3. Physician burnout should be a strategic priority. Community Health System Network achieved this by identifying key stakeholders, including leaders in marketing, IT, informatics and its foundation, and educating them about physician burnout, said Dr. Coss. For example, stakeholders attended a dinner and keynote focused on increasing self-awareness of how to recognize burnout, as well as understanding how burnout affects physician professional and personal lives. Community Health Network also established a well-being advisory council of physicians to help set strategy, identify well-being gaps and host events.

4. Culture transformation requires physician engagement. For example, physician engagement was part of the work by Community Health Network's provider communication council. "We know every interaction with our physicians needs to be effective," Ms. Ostrom explained, so the council surveyed physicians, and found that email is their most relied upon information source and that their communication preference is email. The result was a provider newsletter produced each Wednesday at 7 a.m. (when most physicians read email), which she said is concise and easy to read on mobile devices.
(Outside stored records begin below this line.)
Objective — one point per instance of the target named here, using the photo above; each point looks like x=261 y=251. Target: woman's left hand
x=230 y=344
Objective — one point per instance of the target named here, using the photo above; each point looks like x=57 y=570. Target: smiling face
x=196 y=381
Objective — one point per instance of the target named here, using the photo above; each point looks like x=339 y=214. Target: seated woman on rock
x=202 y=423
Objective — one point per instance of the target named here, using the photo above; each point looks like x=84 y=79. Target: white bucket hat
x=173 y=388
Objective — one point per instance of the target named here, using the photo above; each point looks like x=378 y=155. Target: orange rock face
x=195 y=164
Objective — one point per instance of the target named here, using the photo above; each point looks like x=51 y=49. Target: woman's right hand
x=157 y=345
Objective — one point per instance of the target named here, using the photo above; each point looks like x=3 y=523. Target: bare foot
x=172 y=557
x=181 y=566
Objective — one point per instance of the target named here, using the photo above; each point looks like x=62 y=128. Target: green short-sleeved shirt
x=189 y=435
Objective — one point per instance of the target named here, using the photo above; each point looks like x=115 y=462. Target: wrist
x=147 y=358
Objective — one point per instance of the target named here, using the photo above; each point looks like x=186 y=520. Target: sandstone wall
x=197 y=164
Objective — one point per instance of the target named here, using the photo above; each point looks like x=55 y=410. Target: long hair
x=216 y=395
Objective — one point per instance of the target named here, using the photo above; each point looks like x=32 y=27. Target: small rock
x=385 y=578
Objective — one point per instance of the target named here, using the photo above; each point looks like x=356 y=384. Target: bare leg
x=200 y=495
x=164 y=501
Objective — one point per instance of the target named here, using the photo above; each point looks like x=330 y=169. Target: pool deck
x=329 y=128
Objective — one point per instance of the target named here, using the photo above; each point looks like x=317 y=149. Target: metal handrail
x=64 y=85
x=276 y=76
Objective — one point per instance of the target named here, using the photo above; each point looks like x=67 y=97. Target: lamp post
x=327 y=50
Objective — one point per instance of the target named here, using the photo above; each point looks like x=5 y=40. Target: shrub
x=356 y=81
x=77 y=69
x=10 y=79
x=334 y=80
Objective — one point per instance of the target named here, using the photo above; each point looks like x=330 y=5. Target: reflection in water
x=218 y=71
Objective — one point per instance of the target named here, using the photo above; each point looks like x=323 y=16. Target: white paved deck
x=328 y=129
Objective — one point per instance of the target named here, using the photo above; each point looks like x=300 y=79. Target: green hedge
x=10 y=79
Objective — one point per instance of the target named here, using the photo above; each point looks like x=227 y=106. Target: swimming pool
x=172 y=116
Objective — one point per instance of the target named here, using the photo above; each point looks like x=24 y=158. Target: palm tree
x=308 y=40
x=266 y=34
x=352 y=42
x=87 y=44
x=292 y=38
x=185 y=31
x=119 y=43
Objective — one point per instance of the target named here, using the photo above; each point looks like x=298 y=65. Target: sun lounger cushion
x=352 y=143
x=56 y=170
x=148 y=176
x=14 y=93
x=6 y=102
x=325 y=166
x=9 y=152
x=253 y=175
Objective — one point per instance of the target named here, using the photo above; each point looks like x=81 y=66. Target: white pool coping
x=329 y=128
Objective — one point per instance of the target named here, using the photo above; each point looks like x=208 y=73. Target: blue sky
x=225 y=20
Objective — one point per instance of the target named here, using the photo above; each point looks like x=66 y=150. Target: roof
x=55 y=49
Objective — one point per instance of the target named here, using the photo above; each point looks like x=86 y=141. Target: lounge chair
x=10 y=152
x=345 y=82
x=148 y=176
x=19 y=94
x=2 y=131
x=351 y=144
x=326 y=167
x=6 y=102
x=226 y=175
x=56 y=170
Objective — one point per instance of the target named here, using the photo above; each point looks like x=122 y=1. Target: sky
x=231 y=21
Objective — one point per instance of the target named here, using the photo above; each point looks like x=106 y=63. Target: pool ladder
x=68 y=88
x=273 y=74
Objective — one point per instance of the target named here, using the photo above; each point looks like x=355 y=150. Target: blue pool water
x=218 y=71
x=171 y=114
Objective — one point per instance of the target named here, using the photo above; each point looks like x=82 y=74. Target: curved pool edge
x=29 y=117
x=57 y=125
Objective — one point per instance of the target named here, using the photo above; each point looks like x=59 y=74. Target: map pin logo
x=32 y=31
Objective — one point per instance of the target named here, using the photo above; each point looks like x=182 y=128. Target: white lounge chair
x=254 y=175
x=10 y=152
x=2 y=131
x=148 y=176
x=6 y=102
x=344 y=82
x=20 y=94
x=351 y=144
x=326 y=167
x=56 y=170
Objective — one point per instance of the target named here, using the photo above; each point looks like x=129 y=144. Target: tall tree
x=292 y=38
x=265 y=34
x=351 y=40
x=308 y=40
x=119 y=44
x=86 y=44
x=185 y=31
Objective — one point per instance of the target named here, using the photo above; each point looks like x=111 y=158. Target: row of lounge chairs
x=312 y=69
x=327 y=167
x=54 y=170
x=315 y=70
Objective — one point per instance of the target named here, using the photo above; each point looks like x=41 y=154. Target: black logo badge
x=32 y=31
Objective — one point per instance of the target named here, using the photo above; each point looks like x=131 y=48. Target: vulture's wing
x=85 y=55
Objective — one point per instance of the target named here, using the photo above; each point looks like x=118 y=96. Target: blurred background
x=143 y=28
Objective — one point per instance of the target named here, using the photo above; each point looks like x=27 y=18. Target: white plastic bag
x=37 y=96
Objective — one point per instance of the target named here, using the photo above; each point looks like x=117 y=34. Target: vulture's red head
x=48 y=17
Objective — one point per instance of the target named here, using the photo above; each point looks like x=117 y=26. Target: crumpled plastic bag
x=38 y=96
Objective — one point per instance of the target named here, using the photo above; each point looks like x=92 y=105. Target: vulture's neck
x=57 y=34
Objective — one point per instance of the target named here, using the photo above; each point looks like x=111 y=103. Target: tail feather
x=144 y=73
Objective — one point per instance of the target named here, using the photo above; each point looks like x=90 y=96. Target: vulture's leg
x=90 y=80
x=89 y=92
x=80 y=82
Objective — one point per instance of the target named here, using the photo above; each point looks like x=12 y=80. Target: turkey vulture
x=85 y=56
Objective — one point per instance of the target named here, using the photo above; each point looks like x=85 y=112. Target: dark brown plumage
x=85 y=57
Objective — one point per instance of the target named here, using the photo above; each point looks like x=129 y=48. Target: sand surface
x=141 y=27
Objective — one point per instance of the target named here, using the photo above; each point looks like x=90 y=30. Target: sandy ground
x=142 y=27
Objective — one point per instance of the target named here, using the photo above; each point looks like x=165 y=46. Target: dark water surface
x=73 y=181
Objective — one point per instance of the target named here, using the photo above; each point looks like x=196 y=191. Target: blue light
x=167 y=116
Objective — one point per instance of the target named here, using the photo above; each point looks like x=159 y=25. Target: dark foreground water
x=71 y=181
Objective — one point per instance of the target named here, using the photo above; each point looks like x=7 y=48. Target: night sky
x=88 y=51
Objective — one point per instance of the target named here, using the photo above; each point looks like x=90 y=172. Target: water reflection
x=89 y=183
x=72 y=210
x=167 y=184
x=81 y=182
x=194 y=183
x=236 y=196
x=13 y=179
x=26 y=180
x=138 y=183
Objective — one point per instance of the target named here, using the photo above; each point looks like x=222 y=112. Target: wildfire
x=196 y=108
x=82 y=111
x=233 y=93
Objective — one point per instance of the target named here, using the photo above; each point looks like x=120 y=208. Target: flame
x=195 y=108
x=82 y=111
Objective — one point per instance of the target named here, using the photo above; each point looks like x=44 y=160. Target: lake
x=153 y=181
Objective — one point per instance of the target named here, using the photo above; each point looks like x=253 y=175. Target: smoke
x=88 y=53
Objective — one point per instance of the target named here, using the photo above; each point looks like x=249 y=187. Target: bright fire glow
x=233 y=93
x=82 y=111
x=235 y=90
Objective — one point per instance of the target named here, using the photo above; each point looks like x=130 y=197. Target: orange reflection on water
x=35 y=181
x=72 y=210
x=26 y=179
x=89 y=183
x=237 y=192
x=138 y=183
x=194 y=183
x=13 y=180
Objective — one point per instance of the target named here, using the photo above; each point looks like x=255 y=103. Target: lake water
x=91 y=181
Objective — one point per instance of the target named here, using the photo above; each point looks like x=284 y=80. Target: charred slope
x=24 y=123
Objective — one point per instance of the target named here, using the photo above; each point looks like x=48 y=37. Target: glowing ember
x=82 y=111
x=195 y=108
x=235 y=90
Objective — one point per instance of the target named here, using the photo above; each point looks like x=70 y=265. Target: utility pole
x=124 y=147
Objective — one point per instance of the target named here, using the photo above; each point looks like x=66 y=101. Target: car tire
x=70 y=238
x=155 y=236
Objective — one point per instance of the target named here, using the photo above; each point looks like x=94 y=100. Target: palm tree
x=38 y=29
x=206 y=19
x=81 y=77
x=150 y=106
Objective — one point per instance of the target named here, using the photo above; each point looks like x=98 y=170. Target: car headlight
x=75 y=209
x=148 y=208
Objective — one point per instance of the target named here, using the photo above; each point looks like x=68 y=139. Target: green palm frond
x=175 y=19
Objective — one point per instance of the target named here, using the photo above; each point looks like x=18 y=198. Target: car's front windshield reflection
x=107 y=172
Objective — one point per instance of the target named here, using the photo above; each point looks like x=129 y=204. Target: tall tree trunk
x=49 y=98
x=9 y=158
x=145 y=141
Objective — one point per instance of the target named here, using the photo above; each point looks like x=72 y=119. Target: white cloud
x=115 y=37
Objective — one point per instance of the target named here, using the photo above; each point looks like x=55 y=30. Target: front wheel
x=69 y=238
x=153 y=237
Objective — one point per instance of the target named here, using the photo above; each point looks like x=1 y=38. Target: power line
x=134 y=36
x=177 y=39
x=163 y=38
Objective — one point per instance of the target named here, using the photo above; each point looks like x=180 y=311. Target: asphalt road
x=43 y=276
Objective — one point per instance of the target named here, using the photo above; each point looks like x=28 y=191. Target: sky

5. Culture transformation also requires combatting isolation and providing educational opportunities. Community Health Network combined educational opportunities and interests with social events, according to panelists. This included regional social events organized and hosted by the network's well-being and advisory council, as well as a physician well-being retreat in 2019 focused on financial literacy. In-person events were canceled earlier this year due to COVID-19, and Community Health Network has moved to options like virtual affinity groups, virtual physician lounges and virtual focus groups. The health system also moved to virtual learning for its one-year Physician Leadership Academy, which provides formal training to physicians seeking to boost their leadership skills and opportunities.